En Zama, los representantes del poder acaban deambulando (a pesar de sus rangos y funciones) expulsados de la razón y de la épica. Propiciando un mestizaje bastardo a fuerza de violaciones y transculturación, amparados en la autoridad y la fe. Mientras tanto, su propia espera se diluye a la par que el color de su vestimenta. Igual que las casas en las que habitan, ahora, devoradas por las termitas.

De este modo, Zama se acerca a la representación de la violencia política, física y territorial en el sentido más neto, perentorio y antirrealista. Integrado así a la saga de héroes sin carácter (1) sudamericanos, vagos y malentretenidos (2), condenado a la reproducción del sistema (“¡Haz hijos, no libros!”), Diego de Zama (el “traidor”) será mutilado por “la idea” de un forajido sin nombre y sin vida “real”.

Eso no es un sombrero

En los extras de la edición de La ciénaga incluida en The Criterion Collection, Lucrecia Martel exhala el humo de un habano antes de comentar: “Toda vez que podamos poner en cuestión la legitimidad de lo real, estamos en un camino político”. La proclama sirve, quizás, para comprender la atracción que la obra de Di Benedetto pudo haber producido en Martel: exacerbar aquella tentativa antirrealista, partiendo de una novela que no admite ser leída en clave histórica ni siquiera narrativa, estrictamente hablando (3).

En declaraciones recientes, la directora volvió sobre la cuestión del realismo en su cine:

“Las películas revelan muy poco y muy despacio. Por lo menos las mías. Pero hay que intentar ver la falla, ese detalle insignificante que un día nos permite comprender con claridad meridiana que la realidad es una construcción, que somos sus autores y que podemos modificarla. Hemos construido, sobre un misterio sin sentido como es la existencia, una aparatosidad llena de expectativas por cumplir. Es encantador tanto esfuerzo y lo bien que hemos logrado hacernos creer que hay un sentido en la estancia en este planeta.” (4)

Es a ese mismo sistema de expectativas y creencias diseñado bajo el paradigma racionalista al que Glauber Rocha respondió con la libertad de su cámara hecha pluma: “La ruptura con los racionalismos colonizadores es la única salida… El irracionalismo liberador es la más poderosa arma del revolucionario… Hoy me niego a hablar de cualquier estética… El arte revolucionario debe tener una magia capaz de hechizar al hombre a tal punto que él no soporte más vivir en esta realidad absurda.” (5)

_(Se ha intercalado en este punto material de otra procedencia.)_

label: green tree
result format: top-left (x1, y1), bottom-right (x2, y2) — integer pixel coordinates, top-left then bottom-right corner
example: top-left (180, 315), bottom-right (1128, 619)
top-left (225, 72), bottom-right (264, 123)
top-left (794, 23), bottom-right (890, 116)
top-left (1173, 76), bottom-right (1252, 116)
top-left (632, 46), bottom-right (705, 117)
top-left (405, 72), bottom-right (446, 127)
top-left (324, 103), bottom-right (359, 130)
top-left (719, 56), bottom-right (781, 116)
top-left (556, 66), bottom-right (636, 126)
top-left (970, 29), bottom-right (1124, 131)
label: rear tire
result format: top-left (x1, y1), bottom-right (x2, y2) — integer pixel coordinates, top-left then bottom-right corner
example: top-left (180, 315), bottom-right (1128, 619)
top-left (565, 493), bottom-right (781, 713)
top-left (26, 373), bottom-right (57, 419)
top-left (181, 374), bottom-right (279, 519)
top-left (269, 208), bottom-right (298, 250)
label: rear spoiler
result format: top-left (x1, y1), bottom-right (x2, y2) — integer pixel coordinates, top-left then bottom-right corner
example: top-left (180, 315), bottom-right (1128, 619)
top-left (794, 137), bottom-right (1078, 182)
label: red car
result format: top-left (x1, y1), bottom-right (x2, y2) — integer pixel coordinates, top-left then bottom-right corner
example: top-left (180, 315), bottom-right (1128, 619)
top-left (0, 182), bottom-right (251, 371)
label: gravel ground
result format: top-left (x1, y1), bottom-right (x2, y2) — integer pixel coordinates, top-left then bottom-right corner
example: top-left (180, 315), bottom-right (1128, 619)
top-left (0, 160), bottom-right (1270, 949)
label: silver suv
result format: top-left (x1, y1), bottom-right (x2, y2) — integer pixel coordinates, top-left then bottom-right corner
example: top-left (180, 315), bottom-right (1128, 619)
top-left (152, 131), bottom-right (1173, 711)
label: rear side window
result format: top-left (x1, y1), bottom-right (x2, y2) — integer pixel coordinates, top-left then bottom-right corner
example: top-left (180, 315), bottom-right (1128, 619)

¿Podría ser fruto del azar que la radicalización (política y cinematográfica) de Martel en su cuarto largometraje, su desdén hacia el realismo, coincida con el “acercamiento” a estéticas de la desintegración como la de Glauber Rocha? ¿No es acaso “el hundimiento” (en palabras de Emilio Bernini) la “idea cine” que germina en Zama (en sus perplejidades argumentales, en sus sonidos somáticos, en sus colores ficticios), hasta tornarse irreversible cuando el sombrero del protagonista deviene otra cosa? En el pasaje del clásico fieltro de corregidor español, al típico cuero de cangaceiro nordestino, se cifra la dignidad perdida por Diego de Zama. Su destierro del proyecto civilizador y, de inmediato, el ingreso a una dimensión de la existencia que, ya no será personal sino colectiva.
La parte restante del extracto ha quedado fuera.